JAK inhibitors have significant impact in psoriatic arthritis, but safety concerns remain

Despite some safety concerns, Janus kinase, or JAK, inhibitors, are carving out a place as important treatment options for a number of autoimmune diseases, including psoriatic arthritis.

JAK inhibitors were first approved by the FDA for rheumatoid arthritis, with tofacitinib (Xeljanz, Pfizer) receiving approval in 2012, followed by baricitinib (Olumiant, Eli Lilly & Co.) in 2018 and upadacitinib (Rinvoq, Abbvie) in 2019. Eventually, data from several phase 3 trials prompted the FDA to also greenlight two of these JAK inhibitors — tofactinib in 2017 and upadacitnib in 2021 — for treatment of PsA.

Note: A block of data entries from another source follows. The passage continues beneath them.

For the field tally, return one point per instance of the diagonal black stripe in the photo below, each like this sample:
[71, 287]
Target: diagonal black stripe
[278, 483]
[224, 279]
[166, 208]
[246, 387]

However, JAK inhibitors’ arrival on the market has not been without controversy, especially in light of data linking these therapies to an increased risk for cardiovascular events and cancer.

Finding their place

The FDA approval of tofacitinib, the first JAK inhibitor approved for PsA, came on the heels of the publication of two phase 3 trials — OPAL Broaden and OPAL Beyond — in The New England Journal of Medicine in 2017.

In OPAL Broaden, results showed that tofacitinib was beneficial in patients with active PsA who had had an inadequate response to a conventional synthetic disease-modifying antirheumatic drug. Building on these data, in OPAL Beyond, researchers found that tofacitinib also yielded positive results in patients who had had an inadequate response to at least one TNF inhibitor. In both trials, ACR20 response rates and improvement in Health Assessment Questionnaire-Disability Index scores were significantly greater with tofacitinib when compared with placebo.

Notably, OPAL Broaden also included an active control arm in which patients received adalimumab (Humira, Abbvie). Clinical improvements were comparable in the tofacitinib and adalimumab arms, but there was no planned analysis of noninferiority or superiority of the two treatments.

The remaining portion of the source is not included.